That traitorous heart mana of his, reaching out, drawing in, seeking connection in the way that's in their blood, their soul, their nature. Synchronicity.
Rei's not known it, before.
Where other demons might be attuned to family, Rei has no one to claim the spot. So, his heart mana sings, unblemished, its lonely little sonata, the song of his homeland. All there is to him, granted by air and earth and starlight.

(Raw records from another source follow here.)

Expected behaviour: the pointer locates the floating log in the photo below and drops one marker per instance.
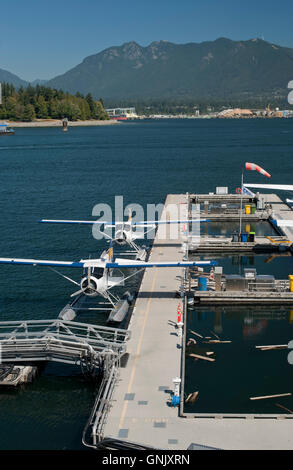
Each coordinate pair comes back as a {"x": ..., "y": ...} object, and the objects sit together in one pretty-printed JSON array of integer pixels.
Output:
[
  {"x": 192, "y": 397},
  {"x": 198, "y": 356},
  {"x": 196, "y": 334},
  {"x": 217, "y": 341},
  {"x": 213, "y": 333},
  {"x": 271, "y": 396},
  {"x": 284, "y": 408}
]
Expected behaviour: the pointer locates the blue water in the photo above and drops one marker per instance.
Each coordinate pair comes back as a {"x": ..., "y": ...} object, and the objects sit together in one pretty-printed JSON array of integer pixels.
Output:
[{"x": 46, "y": 173}]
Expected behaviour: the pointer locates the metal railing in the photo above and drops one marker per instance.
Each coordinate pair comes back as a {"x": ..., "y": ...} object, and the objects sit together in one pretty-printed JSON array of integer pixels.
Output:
[{"x": 60, "y": 341}]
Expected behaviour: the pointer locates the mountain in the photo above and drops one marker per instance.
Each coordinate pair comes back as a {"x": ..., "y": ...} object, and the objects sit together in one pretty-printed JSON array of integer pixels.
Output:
[
  {"x": 38, "y": 81},
  {"x": 8, "y": 77},
  {"x": 221, "y": 68}
]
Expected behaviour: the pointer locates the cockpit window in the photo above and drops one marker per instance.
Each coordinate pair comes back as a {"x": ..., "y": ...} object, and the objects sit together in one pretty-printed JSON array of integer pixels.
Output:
[{"x": 98, "y": 272}]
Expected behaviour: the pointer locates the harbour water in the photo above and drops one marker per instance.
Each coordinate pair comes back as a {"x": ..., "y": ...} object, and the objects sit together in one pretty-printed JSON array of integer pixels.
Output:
[{"x": 46, "y": 173}]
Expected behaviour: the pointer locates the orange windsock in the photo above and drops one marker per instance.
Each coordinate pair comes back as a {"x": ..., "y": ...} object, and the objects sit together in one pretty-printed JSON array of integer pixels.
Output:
[{"x": 179, "y": 314}]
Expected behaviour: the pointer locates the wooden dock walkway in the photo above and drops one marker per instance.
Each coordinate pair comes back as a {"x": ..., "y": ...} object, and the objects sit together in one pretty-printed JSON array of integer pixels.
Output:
[{"x": 140, "y": 411}]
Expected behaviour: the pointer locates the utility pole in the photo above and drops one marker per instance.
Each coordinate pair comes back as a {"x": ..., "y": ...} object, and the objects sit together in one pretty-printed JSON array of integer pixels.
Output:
[{"x": 240, "y": 220}]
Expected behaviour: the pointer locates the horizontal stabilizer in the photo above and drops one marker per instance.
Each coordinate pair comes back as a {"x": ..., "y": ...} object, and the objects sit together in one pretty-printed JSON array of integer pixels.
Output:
[
  {"x": 282, "y": 187},
  {"x": 84, "y": 222},
  {"x": 40, "y": 262}
]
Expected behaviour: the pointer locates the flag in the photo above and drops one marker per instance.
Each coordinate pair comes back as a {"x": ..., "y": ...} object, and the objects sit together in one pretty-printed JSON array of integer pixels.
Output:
[{"x": 253, "y": 166}]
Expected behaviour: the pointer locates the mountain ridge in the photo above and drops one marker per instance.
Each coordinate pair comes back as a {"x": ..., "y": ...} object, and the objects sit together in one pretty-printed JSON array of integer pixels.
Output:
[{"x": 223, "y": 67}]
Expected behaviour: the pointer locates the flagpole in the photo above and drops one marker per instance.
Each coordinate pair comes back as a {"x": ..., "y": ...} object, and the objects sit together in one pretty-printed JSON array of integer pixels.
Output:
[{"x": 240, "y": 220}]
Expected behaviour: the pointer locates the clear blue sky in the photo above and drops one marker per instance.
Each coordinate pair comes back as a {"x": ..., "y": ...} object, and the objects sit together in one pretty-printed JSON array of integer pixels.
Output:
[{"x": 42, "y": 39}]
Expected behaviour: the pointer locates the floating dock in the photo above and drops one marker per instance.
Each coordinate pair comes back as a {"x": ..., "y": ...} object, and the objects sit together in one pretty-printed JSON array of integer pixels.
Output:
[{"x": 140, "y": 405}]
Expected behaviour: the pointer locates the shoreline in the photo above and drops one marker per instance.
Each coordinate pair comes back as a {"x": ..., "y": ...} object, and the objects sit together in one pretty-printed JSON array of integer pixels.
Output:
[{"x": 58, "y": 123}]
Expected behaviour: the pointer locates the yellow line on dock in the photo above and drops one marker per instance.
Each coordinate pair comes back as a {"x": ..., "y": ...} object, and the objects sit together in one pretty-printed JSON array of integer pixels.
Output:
[{"x": 138, "y": 350}]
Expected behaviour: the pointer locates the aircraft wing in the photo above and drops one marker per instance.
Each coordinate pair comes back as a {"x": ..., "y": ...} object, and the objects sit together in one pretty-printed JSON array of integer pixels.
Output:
[
  {"x": 124, "y": 263},
  {"x": 41, "y": 262},
  {"x": 85, "y": 222},
  {"x": 283, "y": 187},
  {"x": 146, "y": 223}
]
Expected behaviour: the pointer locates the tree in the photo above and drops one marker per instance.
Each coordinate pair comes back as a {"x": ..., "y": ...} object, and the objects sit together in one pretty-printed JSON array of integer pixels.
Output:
[{"x": 29, "y": 113}]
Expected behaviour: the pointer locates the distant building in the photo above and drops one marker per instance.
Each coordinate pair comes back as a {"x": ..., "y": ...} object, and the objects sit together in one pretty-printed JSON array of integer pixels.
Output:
[
  {"x": 122, "y": 113},
  {"x": 236, "y": 112}
]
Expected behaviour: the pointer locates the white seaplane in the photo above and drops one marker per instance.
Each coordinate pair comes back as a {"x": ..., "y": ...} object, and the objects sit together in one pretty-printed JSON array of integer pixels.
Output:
[
  {"x": 99, "y": 276},
  {"x": 126, "y": 232}
]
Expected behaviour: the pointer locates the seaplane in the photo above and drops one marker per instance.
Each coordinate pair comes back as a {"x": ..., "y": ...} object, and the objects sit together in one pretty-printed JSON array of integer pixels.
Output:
[
  {"x": 99, "y": 274},
  {"x": 126, "y": 233}
]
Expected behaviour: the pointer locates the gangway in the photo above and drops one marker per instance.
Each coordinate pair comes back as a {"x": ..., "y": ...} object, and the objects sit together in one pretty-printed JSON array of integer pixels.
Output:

He has so much to give, and yet, it isn't good enough. Discordant, they say. Human, they snarl, disgust evident in their tones.

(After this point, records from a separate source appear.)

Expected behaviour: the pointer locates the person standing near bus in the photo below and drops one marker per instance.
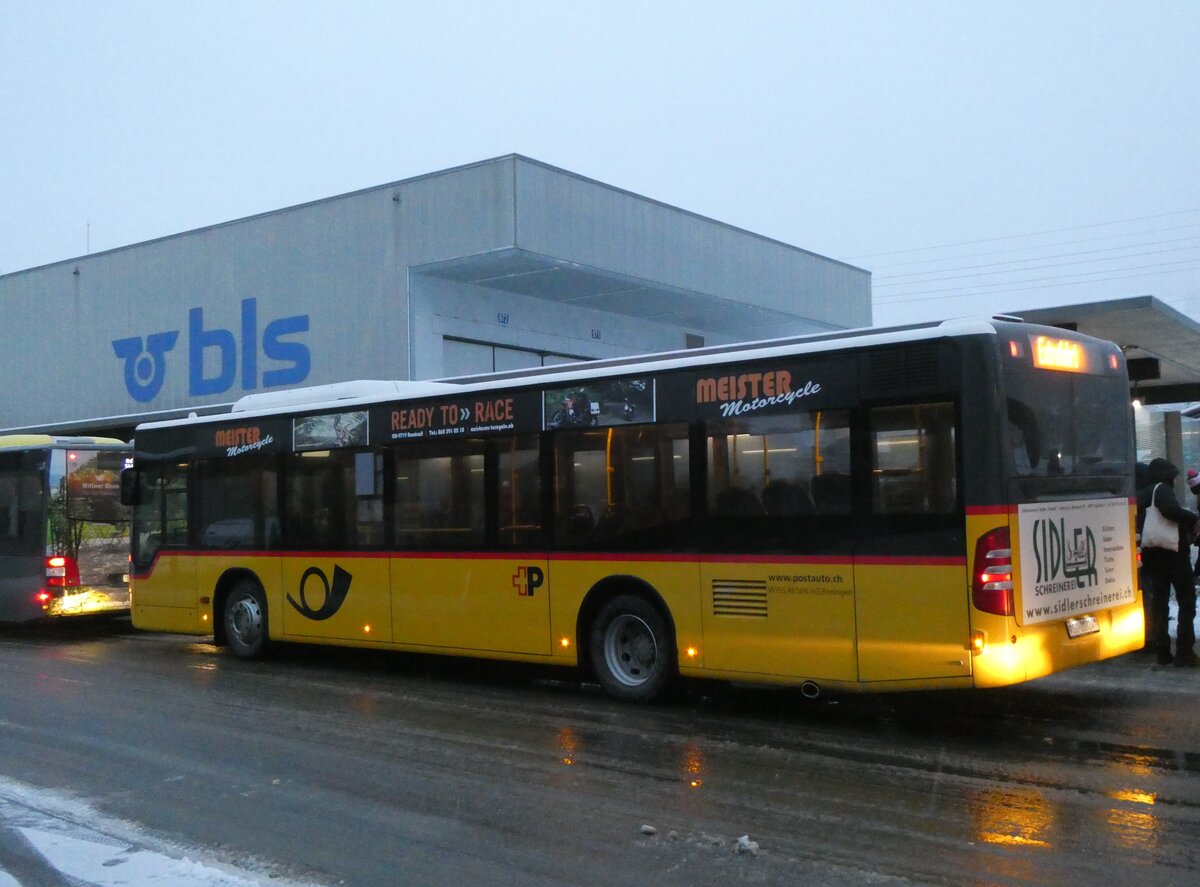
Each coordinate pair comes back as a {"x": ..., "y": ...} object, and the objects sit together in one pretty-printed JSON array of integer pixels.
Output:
[{"x": 1165, "y": 568}]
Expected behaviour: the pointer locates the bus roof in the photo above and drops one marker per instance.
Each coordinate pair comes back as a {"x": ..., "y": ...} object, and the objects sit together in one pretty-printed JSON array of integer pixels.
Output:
[
  {"x": 37, "y": 442},
  {"x": 370, "y": 391}
]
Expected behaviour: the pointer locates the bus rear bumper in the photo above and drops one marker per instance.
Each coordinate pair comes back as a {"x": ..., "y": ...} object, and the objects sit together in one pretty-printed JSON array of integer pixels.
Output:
[{"x": 1037, "y": 651}]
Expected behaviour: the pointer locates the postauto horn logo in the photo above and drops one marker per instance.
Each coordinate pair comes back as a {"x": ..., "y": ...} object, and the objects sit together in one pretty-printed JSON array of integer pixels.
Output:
[{"x": 145, "y": 359}]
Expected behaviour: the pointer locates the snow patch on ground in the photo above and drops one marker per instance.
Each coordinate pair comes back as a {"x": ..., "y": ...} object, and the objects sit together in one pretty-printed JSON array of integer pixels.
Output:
[{"x": 100, "y": 851}]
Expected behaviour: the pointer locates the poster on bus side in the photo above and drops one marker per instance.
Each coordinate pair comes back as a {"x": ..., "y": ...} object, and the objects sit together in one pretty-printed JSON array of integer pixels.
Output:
[{"x": 1075, "y": 558}]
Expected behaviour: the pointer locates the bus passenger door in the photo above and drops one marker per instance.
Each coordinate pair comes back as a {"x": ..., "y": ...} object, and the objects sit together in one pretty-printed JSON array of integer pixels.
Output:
[{"x": 910, "y": 561}]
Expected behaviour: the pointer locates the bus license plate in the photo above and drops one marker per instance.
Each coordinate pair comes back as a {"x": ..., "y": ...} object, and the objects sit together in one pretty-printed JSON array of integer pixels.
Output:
[{"x": 1083, "y": 625}]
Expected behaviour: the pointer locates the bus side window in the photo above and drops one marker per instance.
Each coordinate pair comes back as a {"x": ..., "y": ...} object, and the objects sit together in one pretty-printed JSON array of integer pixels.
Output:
[
  {"x": 913, "y": 463},
  {"x": 519, "y": 495}
]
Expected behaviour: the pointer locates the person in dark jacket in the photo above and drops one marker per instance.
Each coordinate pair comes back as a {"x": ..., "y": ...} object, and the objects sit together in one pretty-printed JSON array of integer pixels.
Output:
[
  {"x": 1165, "y": 568},
  {"x": 1140, "y": 479}
]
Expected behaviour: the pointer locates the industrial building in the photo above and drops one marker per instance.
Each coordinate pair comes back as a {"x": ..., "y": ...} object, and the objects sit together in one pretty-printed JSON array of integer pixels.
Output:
[{"x": 501, "y": 264}]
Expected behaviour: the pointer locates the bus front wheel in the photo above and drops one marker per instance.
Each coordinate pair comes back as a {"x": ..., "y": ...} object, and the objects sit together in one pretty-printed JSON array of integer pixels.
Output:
[
  {"x": 631, "y": 649},
  {"x": 245, "y": 619}
]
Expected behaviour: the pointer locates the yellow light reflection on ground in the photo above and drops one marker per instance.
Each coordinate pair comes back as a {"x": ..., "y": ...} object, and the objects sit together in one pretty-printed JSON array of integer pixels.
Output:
[
  {"x": 1013, "y": 817},
  {"x": 568, "y": 744},
  {"x": 693, "y": 765},
  {"x": 1134, "y": 796}
]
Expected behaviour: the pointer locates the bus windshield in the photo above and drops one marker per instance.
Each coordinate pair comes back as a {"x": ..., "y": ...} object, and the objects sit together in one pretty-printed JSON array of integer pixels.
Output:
[{"x": 1065, "y": 424}]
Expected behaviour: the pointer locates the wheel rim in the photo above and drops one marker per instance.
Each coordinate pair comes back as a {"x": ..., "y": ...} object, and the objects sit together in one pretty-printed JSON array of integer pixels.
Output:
[
  {"x": 246, "y": 622},
  {"x": 630, "y": 651}
]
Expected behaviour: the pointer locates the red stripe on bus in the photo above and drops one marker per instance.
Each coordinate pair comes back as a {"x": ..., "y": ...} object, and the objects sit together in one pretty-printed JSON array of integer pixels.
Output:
[
  {"x": 990, "y": 509},
  {"x": 576, "y": 556}
]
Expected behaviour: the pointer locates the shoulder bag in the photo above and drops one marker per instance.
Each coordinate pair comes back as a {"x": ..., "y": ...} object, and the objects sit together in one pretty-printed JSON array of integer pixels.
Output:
[{"x": 1158, "y": 532}]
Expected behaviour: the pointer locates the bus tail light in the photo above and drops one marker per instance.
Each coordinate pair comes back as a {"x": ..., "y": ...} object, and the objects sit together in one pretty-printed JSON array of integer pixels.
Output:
[
  {"x": 991, "y": 586},
  {"x": 61, "y": 571}
]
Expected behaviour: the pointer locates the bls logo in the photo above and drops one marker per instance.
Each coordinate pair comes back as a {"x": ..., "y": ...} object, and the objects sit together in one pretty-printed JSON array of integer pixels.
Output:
[
  {"x": 527, "y": 580},
  {"x": 333, "y": 595},
  {"x": 145, "y": 361}
]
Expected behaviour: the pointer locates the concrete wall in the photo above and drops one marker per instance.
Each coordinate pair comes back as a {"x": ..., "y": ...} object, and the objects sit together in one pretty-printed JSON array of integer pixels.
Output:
[{"x": 321, "y": 293}]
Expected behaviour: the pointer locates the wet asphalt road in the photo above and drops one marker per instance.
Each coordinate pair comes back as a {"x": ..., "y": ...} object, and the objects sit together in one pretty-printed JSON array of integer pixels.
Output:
[{"x": 364, "y": 768}]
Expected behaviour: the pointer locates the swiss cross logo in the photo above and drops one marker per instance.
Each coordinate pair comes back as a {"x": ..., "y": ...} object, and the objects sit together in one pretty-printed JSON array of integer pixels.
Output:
[{"x": 527, "y": 580}]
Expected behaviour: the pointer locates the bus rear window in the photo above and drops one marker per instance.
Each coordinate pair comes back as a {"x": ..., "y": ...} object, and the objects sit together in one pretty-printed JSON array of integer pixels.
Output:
[{"x": 1066, "y": 424}]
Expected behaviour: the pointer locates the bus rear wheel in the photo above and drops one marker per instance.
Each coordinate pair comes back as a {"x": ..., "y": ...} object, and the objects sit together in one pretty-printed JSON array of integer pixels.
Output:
[
  {"x": 631, "y": 649},
  {"x": 245, "y": 619}
]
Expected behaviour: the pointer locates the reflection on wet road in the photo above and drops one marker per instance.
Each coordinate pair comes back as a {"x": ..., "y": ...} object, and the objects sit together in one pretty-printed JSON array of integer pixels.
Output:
[{"x": 444, "y": 768}]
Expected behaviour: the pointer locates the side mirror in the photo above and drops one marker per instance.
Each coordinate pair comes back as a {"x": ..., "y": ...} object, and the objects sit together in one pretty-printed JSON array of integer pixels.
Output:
[{"x": 130, "y": 486}]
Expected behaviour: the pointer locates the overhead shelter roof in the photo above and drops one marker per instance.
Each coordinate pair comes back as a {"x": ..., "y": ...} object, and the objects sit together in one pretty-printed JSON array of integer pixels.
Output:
[{"x": 1161, "y": 345}]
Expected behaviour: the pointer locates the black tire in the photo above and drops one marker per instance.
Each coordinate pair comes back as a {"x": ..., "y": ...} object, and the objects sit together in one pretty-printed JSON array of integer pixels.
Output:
[
  {"x": 633, "y": 652},
  {"x": 245, "y": 621}
]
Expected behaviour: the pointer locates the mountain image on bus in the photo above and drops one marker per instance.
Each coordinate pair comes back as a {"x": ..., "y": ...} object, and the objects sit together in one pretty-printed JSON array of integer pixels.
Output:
[
  {"x": 935, "y": 505},
  {"x": 64, "y": 533}
]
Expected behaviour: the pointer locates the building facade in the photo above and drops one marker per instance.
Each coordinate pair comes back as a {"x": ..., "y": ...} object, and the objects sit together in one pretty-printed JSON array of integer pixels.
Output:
[{"x": 499, "y": 264}]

Thus, growing up Rei learns to compose himself. Pushes himself to the brink in order to rewrite his heartbeat's melody. Puts himself out there, gets stronger, richer in experience, whenever he draws back. Over and over and over again.
Until one day, pushing himself past reason, he almost doesn't return.
But while he hasn't been looking, a new melody has taken residence by his side. Soft and steady high notes, barely perceptible.
Morofushi Hiromitsu, faded, yet giving himself so generously.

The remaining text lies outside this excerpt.